CEO Sam Altman announced on X that new features will ship next week. According to Altman, these updates will push the model to the "High" cybersecurity risk level in OpenAI's own risk framework for the first time. Above that sits only the "Critical" level.
What "High" risk means
According to OpenAI's guidelines, the "High" level indicates that an AI model can remove existing barriers to cyberattacks, for example, by automating attacks on well-protected targets or automatically detecting security vulnerabilities. These capabilities could disrupt the balance between cyberattack and defense and significantly increase the volume of cyberattacks.

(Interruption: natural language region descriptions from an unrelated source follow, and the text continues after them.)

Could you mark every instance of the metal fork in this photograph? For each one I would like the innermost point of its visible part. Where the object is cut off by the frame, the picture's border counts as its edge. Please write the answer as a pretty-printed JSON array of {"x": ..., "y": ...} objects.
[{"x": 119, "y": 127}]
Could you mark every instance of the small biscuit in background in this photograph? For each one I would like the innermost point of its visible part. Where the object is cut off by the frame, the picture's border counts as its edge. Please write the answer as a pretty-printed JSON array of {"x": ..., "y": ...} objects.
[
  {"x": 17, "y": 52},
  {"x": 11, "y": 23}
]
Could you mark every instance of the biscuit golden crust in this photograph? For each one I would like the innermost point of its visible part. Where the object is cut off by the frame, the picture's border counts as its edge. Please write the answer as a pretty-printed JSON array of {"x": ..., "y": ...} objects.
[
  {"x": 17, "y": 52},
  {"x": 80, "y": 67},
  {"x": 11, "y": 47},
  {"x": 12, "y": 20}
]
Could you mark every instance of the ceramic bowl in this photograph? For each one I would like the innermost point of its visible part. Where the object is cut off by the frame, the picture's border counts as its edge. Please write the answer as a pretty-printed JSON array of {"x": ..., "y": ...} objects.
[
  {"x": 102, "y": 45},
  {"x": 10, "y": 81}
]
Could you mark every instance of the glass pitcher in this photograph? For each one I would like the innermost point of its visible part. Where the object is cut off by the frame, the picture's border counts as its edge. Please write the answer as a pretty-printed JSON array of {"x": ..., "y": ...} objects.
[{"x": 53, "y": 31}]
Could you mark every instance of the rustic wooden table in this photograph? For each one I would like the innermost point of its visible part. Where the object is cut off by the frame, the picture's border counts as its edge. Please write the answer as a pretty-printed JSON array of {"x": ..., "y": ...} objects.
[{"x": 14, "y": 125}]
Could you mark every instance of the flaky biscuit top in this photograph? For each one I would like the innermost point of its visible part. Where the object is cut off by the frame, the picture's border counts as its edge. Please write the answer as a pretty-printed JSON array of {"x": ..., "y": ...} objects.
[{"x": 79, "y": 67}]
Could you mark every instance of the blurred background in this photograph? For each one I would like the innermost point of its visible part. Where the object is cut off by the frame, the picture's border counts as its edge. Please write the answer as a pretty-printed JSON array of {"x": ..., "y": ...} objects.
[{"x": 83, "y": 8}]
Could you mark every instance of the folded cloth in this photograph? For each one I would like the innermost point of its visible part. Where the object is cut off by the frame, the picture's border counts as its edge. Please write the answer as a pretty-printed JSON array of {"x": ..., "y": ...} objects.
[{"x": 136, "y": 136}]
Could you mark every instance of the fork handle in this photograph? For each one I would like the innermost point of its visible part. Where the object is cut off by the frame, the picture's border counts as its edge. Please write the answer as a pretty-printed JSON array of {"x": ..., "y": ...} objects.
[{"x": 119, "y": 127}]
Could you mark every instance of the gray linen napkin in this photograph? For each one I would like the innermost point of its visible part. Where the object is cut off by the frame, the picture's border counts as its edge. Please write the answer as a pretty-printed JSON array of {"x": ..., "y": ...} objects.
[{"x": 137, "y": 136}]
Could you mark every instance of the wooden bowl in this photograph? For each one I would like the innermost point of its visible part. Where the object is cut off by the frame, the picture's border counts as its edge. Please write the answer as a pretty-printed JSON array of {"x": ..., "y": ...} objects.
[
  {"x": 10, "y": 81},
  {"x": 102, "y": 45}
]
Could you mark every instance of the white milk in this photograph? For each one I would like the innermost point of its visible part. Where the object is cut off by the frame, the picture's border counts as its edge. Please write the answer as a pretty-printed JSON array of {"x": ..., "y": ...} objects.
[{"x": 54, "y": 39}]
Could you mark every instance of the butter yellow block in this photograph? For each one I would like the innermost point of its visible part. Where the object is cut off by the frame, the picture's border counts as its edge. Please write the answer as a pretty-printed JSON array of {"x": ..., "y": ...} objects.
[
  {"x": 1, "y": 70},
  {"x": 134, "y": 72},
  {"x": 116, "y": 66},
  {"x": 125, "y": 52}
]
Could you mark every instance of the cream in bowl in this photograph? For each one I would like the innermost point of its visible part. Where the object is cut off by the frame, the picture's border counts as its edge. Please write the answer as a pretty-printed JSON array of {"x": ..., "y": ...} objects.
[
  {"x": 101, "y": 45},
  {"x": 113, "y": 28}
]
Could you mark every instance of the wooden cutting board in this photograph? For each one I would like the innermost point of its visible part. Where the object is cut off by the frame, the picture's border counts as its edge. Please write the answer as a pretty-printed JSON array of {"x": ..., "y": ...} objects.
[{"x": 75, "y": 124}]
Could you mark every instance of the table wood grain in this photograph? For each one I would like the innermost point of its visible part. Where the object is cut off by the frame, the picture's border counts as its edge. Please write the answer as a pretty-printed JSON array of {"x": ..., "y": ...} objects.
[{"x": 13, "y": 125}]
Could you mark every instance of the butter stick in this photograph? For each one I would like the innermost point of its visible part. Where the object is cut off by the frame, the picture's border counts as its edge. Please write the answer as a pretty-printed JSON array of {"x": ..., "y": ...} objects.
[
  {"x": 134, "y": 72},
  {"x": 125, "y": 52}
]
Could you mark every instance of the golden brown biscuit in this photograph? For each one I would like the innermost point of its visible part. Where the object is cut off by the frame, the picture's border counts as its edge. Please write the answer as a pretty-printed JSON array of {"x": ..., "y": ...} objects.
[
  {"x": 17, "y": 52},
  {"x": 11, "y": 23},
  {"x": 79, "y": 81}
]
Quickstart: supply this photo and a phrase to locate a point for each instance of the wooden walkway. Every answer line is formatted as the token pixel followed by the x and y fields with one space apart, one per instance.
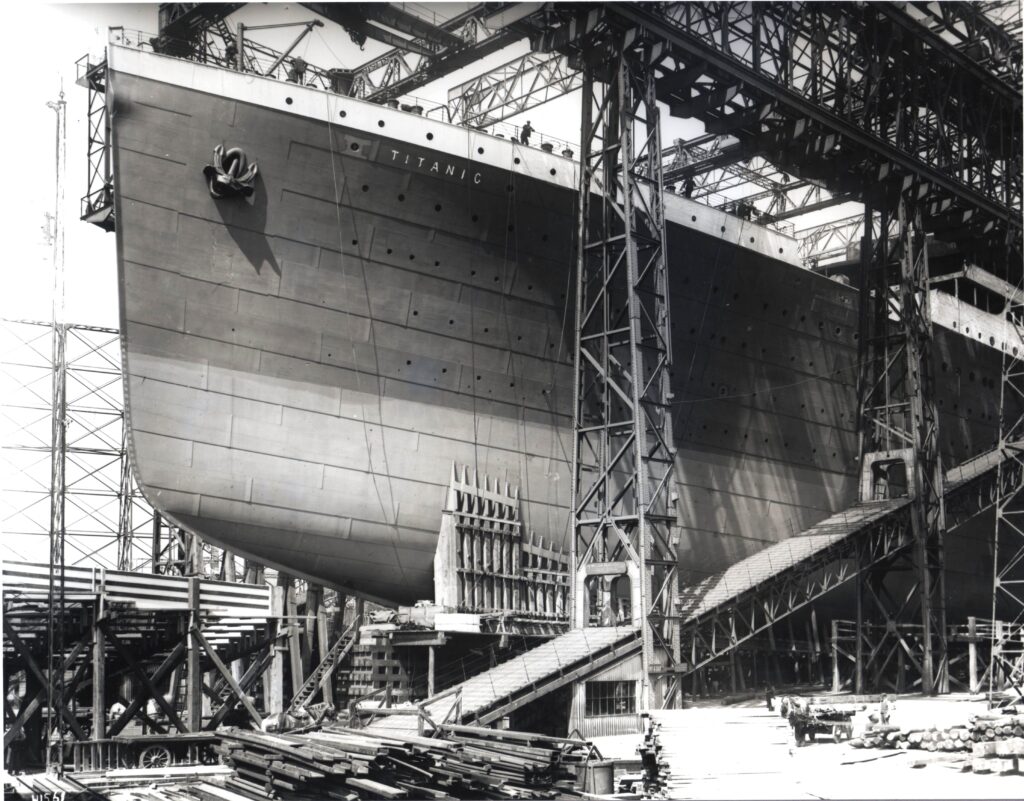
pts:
pixel 498 691
pixel 722 587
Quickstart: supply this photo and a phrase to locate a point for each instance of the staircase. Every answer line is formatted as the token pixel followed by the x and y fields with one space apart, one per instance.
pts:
pixel 325 670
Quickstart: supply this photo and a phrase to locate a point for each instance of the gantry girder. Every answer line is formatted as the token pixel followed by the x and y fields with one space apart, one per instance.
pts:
pixel 624 449
pixel 182 26
pixel 365 20
pixel 1007 656
pixel 479 31
pixel 845 94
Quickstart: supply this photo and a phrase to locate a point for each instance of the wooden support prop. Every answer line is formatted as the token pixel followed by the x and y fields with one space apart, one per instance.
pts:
pixel 275 693
pixel 195 674
pixel 835 647
pixel 972 648
pixel 226 675
pixel 294 637
pixel 173 660
pixel 98 672
pixel 431 657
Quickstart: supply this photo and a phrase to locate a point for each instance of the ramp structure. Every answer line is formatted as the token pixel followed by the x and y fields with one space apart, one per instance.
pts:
pixel 729 607
pixel 491 696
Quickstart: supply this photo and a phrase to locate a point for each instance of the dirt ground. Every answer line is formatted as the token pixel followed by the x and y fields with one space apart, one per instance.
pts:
pixel 744 752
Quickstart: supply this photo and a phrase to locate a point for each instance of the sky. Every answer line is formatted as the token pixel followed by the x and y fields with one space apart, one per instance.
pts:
pixel 65 33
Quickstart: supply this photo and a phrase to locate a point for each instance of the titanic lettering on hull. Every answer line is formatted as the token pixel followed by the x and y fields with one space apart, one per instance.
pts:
pixel 437 167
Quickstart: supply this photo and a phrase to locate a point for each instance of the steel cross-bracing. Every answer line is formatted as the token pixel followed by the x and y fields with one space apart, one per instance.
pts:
pixel 103 511
pixel 624 449
pixel 1007 656
pixel 854 95
pixel 514 87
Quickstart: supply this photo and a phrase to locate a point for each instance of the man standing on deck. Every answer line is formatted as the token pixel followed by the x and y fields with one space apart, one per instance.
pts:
pixel 527 130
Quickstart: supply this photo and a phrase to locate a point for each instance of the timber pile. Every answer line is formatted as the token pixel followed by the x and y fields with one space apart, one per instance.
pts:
pixel 932 739
pixel 998 743
pixel 994 741
pixel 350 764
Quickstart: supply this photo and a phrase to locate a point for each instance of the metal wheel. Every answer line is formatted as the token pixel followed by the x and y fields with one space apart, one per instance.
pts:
pixel 155 757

| Category | Capability threshold | Risk of severe damage | Security guidelines |
|---|---|---|---|
| Cybersecurity: The ability of an AI model to assist in the development of tools and executing operations for cyberdefense and cyberoffense. | [High] The model removes existing bottlenecks to scaling cyber operations including by automating end-to-end cyber operations against reasonably hardened targets OR by automating the discovery and exploitation of operationally relevant vulnerabilities. | Removing bottlenecks limiting malicious cyber activity may upset the current cyberoffense-cyberdefense balance by significantly automating and scaling the volume of existing cyberattacks. In conjunction with a Long-range Autonomy capability (Section 2.3), models that could bypass OpenAI's technical safeguards constraining model activity, such as sandboxing or monitoring services, could compromise OpenAI's ability to track and mitigate all other risks. | Require security controls meeting High standard (Appendix C.3) Require safeguards against misuse meeting High standard (Appendix C.1) for external deployment Require safeguards meeting High standard against misalignment (Appendix C.2) for large-scale internal deployment Contribute towards improved cyberdefense policies and tools for cyberdefense |
According to Altman, OpenAI plans to start with product restrictions to prevent people from using the coding models for cybercrime. Over time, the company will shift toward accelerating defenses and helping people fix security vulnerabilities.

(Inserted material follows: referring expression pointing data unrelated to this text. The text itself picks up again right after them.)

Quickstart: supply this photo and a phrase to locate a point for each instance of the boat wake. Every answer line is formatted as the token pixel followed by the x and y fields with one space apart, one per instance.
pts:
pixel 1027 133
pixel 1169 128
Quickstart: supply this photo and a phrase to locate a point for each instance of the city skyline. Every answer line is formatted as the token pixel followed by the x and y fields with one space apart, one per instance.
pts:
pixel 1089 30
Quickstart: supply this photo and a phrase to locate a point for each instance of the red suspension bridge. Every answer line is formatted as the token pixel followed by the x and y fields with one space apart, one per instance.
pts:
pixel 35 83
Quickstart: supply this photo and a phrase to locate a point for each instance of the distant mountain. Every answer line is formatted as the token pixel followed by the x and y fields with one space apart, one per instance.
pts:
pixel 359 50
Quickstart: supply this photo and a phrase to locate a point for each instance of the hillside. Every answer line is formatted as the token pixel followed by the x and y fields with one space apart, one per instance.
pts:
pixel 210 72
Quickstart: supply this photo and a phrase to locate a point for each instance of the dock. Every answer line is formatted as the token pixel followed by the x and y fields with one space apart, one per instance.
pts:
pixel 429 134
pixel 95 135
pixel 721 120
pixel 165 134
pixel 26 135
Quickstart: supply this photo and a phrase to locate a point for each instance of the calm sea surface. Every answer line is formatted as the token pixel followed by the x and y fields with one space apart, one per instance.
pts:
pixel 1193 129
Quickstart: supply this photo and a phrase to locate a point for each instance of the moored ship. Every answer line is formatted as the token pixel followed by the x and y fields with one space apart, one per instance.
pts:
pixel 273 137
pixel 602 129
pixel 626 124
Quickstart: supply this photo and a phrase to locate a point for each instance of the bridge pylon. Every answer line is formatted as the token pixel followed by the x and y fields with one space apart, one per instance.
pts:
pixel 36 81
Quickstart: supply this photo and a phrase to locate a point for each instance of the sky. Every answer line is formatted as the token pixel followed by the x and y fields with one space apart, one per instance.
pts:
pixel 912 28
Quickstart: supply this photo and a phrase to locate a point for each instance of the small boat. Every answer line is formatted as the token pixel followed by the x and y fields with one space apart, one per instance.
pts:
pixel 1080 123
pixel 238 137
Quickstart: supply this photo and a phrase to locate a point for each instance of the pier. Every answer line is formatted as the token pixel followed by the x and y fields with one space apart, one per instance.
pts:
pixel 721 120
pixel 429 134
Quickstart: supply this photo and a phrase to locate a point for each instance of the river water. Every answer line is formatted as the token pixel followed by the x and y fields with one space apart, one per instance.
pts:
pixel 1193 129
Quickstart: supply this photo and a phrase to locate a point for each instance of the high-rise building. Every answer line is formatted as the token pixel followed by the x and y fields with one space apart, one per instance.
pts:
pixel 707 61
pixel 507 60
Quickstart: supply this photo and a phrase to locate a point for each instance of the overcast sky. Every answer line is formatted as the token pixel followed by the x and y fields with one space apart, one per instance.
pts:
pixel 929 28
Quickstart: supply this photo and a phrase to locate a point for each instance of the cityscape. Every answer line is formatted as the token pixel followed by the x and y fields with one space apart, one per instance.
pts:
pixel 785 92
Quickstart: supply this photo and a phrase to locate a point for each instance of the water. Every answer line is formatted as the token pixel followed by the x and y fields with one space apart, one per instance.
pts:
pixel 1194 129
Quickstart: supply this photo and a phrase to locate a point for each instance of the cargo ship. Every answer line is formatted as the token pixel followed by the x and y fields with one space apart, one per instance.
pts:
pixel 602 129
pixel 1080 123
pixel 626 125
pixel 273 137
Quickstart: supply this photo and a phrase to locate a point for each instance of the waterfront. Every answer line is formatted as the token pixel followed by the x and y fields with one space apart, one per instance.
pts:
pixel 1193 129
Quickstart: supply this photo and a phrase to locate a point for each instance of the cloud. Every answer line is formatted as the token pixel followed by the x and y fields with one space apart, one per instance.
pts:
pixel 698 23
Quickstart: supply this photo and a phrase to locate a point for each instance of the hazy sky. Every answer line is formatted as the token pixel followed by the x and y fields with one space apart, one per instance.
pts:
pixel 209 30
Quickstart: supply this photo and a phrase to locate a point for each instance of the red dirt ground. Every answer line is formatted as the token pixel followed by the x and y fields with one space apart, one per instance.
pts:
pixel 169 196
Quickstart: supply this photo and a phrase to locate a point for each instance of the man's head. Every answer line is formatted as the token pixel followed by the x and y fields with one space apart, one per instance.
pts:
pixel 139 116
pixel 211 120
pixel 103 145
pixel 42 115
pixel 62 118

Altman argues that deploying current AI models quickly is essential to making software more secure, given that even more powerful models are on the horizon. This aligns with OpenAI's ongoing AI safety stance that "not publishing is not a solution either."
"Critical" level would enable autonomous zero-day attacks
At the highest "Critical" level, a model under OpenAI's framework could find and develop functional zero-day exploits, previously unknown security vulnerabilities, across all severity levels in many hardened, critical systems without human intervention. It could also independently develop and execute novel cyberattack strategies against protected targets given only a rough objective.

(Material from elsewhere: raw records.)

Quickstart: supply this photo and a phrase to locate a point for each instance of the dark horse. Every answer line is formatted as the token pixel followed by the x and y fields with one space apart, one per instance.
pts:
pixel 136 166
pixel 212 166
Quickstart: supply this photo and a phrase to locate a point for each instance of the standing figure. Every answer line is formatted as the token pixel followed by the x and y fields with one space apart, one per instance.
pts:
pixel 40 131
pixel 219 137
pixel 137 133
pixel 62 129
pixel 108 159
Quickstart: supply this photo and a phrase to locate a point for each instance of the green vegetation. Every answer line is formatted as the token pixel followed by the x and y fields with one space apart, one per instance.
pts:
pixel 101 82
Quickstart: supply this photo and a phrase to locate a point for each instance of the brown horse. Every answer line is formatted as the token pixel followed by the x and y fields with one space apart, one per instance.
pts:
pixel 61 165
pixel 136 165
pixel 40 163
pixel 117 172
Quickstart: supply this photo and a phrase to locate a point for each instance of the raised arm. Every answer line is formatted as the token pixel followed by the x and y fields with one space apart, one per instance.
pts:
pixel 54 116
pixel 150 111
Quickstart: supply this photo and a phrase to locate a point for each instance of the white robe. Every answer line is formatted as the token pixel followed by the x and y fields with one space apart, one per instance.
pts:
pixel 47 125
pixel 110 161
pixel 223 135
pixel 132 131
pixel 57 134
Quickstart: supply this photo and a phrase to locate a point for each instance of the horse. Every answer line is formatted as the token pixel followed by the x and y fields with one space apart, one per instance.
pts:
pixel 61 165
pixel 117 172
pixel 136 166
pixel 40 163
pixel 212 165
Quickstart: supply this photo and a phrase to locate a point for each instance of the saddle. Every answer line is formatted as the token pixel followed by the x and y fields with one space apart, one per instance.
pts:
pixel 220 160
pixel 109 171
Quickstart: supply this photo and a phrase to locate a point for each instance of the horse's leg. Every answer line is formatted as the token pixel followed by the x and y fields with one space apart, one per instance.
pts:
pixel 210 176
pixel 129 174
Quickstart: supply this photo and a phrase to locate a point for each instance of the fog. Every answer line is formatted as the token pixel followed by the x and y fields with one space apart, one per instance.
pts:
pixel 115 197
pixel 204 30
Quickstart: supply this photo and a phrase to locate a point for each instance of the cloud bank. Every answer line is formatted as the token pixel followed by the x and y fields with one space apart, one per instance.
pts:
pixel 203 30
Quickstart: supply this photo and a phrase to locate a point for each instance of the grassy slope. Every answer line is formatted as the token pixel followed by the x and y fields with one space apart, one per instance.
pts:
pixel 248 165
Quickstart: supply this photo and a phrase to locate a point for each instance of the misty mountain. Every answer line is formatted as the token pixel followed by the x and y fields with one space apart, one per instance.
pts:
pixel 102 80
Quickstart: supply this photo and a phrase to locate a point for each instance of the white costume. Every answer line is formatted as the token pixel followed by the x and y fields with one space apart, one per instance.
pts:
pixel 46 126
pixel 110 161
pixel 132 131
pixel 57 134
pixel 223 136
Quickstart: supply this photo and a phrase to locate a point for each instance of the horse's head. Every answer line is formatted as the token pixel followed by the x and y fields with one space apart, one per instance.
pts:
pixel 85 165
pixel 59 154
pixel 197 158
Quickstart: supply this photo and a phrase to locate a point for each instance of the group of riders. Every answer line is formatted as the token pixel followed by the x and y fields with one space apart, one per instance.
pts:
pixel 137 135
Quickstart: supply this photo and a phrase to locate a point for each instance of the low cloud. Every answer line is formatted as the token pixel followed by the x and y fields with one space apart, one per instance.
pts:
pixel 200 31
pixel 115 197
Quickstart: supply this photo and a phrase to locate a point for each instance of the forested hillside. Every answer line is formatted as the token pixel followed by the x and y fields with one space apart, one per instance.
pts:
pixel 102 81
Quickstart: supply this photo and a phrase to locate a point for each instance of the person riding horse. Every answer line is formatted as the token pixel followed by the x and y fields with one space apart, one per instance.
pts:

| Capability threshold | Risk of severe damage | Security guidelines |
|---|---|---|
| [Critical] A tool-augmented model can identify and develop functional zero-day exploits of all severity levels in many hardened real-world critical systems without human intervention OR model can devise and execute end-to-end novel strategies for cyberattacks against hardened targets given only a high level desired goal. | Finding and executing end-to-end exploits for all software could lead to catastrophe from unilateral actors, hacking military or industrial systems, or OpenAI infrastructure. Novel cyber operations, e.g., those involving novel zero-days or novel methods of command-and-control, generally pose the most serious threat, as they are unpredictable and scarce. | - Until we have specified safeguards and security controls standards that would meet a Critical standard, halt further development |
The ability to find end-to-end exploits for any software could allow individual actors to hack military or industrial systems, or even OpenAI's own infrastructure. According to OpenAI's framework, this could lead to disasters through new types of zero-days or new methods of remotely controlling compromised systems.